Martin Hinteregger reacted with outrage to the research into him and his business relationship with a right-wing populist. "It's unbelievable that a stranger can say such things about me," writes the soccer professional from Eintracht Frankfurt on Instagram about journalist Michael Bonvalot. The Austrian had published research about the Austrian international on his blog.

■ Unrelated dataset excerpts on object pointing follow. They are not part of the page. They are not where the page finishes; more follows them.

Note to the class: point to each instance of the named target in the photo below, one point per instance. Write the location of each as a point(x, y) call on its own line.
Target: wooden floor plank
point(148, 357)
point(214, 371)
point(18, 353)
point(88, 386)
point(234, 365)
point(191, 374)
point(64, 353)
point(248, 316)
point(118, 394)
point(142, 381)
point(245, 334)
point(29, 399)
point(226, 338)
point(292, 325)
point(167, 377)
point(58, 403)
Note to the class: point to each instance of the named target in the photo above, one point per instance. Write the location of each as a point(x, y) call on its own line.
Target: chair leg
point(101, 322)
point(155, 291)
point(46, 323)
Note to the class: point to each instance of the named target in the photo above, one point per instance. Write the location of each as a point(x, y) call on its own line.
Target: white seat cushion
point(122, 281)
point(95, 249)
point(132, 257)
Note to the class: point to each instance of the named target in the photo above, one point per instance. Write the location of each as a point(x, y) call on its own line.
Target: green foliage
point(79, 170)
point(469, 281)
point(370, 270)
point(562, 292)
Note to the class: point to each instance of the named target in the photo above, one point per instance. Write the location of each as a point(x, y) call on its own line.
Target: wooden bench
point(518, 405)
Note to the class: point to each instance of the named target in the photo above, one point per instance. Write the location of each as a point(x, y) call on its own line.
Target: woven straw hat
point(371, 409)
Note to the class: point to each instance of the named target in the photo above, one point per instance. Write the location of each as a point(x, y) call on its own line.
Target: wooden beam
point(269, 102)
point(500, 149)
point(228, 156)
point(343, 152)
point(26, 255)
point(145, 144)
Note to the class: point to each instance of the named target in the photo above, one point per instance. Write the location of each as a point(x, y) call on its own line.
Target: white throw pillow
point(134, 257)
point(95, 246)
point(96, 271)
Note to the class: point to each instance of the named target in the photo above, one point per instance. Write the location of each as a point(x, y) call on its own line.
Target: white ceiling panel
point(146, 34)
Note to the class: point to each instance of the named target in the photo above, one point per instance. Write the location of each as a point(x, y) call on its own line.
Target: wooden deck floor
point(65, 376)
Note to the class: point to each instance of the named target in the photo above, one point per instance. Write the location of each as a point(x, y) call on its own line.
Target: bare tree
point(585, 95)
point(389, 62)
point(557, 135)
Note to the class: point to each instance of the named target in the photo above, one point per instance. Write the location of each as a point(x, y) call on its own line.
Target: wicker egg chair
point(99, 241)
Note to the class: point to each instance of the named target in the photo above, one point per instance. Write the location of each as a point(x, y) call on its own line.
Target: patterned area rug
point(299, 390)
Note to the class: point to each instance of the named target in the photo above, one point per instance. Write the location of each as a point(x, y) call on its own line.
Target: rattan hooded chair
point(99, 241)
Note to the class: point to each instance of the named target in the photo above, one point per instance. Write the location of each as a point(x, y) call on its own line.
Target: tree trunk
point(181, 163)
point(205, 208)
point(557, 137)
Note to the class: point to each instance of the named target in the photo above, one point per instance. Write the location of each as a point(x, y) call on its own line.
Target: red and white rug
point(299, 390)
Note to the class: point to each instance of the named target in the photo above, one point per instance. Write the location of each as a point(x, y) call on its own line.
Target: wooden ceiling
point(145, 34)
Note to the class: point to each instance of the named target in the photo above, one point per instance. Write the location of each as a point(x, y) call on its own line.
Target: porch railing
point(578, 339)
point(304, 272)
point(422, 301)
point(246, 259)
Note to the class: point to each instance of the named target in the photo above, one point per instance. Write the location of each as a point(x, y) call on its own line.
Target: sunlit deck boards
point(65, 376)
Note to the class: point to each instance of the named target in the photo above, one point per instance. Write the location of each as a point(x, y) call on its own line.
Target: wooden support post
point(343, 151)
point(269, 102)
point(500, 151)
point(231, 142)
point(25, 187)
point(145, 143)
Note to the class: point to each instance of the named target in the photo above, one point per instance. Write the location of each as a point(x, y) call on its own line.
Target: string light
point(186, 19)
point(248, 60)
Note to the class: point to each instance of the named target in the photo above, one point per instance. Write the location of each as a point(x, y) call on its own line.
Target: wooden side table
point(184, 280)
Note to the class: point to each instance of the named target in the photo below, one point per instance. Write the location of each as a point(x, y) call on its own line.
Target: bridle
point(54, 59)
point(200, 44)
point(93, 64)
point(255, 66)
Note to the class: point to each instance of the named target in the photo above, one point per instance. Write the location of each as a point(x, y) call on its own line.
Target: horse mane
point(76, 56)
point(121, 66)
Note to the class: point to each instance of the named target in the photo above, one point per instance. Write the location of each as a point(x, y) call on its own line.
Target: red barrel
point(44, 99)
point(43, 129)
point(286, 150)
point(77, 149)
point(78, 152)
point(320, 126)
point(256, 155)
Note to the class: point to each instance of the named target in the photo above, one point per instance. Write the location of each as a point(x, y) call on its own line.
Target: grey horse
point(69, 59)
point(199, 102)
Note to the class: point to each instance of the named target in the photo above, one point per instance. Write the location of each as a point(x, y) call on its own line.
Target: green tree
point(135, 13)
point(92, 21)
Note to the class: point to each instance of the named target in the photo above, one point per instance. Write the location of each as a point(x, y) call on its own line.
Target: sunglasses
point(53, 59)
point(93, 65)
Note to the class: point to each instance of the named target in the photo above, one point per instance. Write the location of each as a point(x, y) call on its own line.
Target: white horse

It's about the "Hinti Cup", in which a hobby football tournament and concerts are to take place. He is planned for the coming week in Carinthia, Austria, in Hinteregger's hometown of Sirnitz. The 29-year-old organizes this together with his business partner Heinrich Sickl and founded "Hinti Event GmbH" with him and a restaurateur. Sickl is a FPÖ politician who is known for his connections to the right-wing scene. Bonvalot calls him a "very well-known face in the Austrian right-wing scene". According to the research, Sickl is said to have already organized events with Götz Kubitschek, the central figure of the new right.
Hinteregger disagrees with Bonvalot, who says it's "rather unlikely that Hinteregger doesn't have at least an idea who he's working with." Because Sirnitz has less than 300 inhabitants and Hinteregger's father Franz is the head of the municipal office. "I have no knowledge of past or future activities on the part of the Sickl family, I just want to hold a football tournament and nothing more," said Hinteregger.
Hinteregger also defended himself and Sickl: "I am rooted in Sirnitz just like the Sickl family, I would like to show my appreciation and thank my fans, patrons and supporters from childhood with the 'Hinti-Cup', and I got out of this reason to look for a suitable location." Elisabeth Sickl, Heinrich's mother, also belongs to the Sickl family. In 2000 she was Federal Minister for the FPÖ for a few months. She owns Albeck Castle, where the concerts are to take place. "It goes without saying that Albeck Castle, the property and the surrounding area are ideally suited for this," Hinteregger explains the choice. "In the last 35 years there have been countless concerts, exhibitions and theater performances by national and international artists at Albeck Castle, such as [actor, editor's note] Otto Schenk, [songwriter, editor's note] Bluatschink, [ violinist, editor's note] Franziska Pietsch and many more."
Hinteregger continues: "I have friends all over the world through my time in professional football and also privately, and I clearly reject accusations that I am right-wing and continue to fight against any kind of discrimination!" However, Bonvalot emphasizes in his publication: "Hinteregger is not assumed to have any relevant attitude in this article."
So that it cannot be assumed that he would associate with right-wing populists, he turns away from his business partner, despite the previous defense of the Sickl family. "Any business relationship with the Sickl family will be terminated with immediate effect based on the current state of knowledge, and the 'Hinti-Cup' event will be examined as an alternative in order to clarify a further course of action." Sickl was listed as a press contact on the event website until Thursday morning, but has already been replaced. Whether the "Hinti-Cup", to which DJ Ötzi and the Frankfurt rapper Vega were also expected, will actually take place is probably open.